LeetCode 242. Valid Anagram

Valid Anagram

Given two strings s and t, return true if t is an anagram of s, and false otherwise.

An Anagram is a word or phrase formed by rearranging the letters of a different word or phrase, typically using all the original letters exactly once.

Two strings are anagrams of each other if they are the same length and contain the same characters. The length is straightforward to verify, just compare the number of characters in each string. Comparing the content of the two strings is where things could get slightly complicated. We could create two HashMaps that contain the unique characters of each string along with a count of the number of times that character occurs. We could also just sort the two strings and compare the result. Is there a simpler way?

Frequency Counter

What if we create an array of length 26 to count the frequency of each character in the string? The problem constraints state the both strings consist of lowercase english characters, so there could be at most 26 unique characters in each string. After creating the frequency array, we can loop through the first string, increasing the count in the array for the appropriate character as they are seen. We then loop through the second string, decreasing the count at the appropriate index in the array for each character seen. In this second loop, if the frequency index for the current character is ever less than 0, we immediately know that the two strings are not anagrams.

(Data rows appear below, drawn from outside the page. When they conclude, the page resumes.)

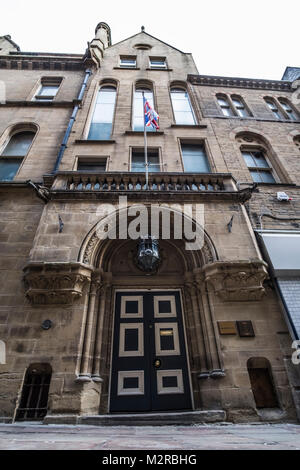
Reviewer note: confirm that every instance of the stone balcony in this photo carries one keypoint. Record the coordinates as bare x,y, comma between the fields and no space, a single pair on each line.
84,185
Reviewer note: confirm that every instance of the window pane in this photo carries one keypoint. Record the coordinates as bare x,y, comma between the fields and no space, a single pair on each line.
19,144
48,90
248,159
96,167
101,126
138,162
267,177
260,160
182,107
8,168
138,109
195,159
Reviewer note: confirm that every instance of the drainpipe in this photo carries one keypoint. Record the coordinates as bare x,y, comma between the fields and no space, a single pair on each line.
71,122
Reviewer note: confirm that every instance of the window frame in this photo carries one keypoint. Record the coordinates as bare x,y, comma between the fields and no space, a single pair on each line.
277,108
85,159
158,67
128,58
140,150
243,106
89,121
270,169
285,102
230,106
184,90
200,143
147,87
6,140
44,82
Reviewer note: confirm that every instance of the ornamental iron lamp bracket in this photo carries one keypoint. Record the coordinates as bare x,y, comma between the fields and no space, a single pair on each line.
148,255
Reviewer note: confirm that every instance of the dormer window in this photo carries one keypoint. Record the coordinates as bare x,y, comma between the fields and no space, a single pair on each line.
128,62
48,89
158,63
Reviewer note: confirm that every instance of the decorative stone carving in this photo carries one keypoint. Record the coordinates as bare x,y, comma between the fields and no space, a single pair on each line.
237,280
90,249
55,283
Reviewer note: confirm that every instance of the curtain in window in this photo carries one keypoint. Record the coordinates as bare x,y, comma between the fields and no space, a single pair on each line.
13,154
182,107
138,109
102,120
194,159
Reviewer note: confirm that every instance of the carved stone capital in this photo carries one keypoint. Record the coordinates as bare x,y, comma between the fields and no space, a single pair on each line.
237,280
55,283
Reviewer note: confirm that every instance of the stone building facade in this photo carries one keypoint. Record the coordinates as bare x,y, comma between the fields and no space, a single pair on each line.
86,331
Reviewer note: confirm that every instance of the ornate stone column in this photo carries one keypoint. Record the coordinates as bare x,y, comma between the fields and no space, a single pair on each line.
199,352
212,345
96,375
86,359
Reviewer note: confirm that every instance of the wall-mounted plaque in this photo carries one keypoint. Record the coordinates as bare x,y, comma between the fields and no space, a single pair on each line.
227,328
245,329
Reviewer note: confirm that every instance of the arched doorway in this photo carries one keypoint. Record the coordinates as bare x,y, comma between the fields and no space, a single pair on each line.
148,338
260,374
34,398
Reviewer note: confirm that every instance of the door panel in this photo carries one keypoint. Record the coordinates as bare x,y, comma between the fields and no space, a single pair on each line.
149,366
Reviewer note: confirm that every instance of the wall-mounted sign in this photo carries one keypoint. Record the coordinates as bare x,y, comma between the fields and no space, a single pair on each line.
227,328
245,328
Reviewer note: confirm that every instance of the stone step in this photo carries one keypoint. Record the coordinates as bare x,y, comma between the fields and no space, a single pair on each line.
154,419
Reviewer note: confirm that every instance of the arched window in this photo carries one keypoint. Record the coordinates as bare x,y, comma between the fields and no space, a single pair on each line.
102,120
274,108
256,157
290,112
182,108
297,141
225,105
13,153
240,106
261,380
34,399
138,107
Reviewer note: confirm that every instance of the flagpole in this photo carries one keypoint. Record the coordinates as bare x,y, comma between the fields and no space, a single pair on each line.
145,143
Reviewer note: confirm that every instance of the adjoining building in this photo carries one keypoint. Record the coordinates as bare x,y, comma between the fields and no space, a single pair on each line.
97,322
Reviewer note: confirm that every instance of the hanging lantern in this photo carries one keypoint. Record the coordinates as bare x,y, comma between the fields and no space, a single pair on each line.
148,256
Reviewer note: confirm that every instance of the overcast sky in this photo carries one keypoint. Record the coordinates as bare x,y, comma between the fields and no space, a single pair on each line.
255,39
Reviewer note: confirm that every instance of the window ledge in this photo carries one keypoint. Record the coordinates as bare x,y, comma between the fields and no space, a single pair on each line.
127,68
160,69
190,126
86,141
142,133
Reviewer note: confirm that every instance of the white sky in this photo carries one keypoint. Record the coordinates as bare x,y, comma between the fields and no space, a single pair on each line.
255,39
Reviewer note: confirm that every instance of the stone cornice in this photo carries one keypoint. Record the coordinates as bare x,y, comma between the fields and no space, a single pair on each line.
55,283
235,82
18,61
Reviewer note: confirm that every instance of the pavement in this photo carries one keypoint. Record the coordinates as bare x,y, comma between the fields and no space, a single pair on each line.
29,436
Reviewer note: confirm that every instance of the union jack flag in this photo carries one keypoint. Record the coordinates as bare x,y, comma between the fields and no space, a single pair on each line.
151,116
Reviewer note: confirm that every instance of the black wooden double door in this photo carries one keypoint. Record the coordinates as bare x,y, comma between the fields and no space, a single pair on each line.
149,363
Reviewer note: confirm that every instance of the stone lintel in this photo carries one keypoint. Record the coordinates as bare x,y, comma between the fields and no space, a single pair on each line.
237,280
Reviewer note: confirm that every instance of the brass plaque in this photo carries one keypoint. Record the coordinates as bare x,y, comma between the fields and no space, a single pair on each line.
245,328
227,327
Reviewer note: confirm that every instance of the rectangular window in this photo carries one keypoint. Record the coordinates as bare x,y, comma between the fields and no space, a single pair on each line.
96,166
128,62
258,167
158,63
102,120
195,158
138,160
48,89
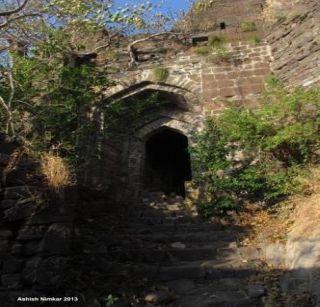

We don’t need to check that all frequencies equal zero after the second loop because we have already confirmed that both strings are the same length. We only care if a frequency is ever less than zero, because that indicates that somewhere in the strings there is a character mismatch.

    public bool IsAnagram(string s, string t) 
    {
        if(s.Length != t.Length){
            return false;
        }
        
        int[] charCount = new int[26];
        for(int i = 0; i < 26; i++){
            charCount[i] = 0;
        }
        
        for(int i = 0; i < s.Length; i++){
            charCount[s[i] - 'a']++;
        }
        
        for(int i = 0; i < t.Length; i++){
            charCount[t[i] - 'a'] --;
            if(charCount[t[i] - 'a'] < 0){
                return false;
            }
        }
        
        return true;
    }

Our frequency counter solution has a time complexity of $O(n+n)$, which is really just $O(n)$. Our space complexity is $O(26)$, which is really just constant time $O(1)$.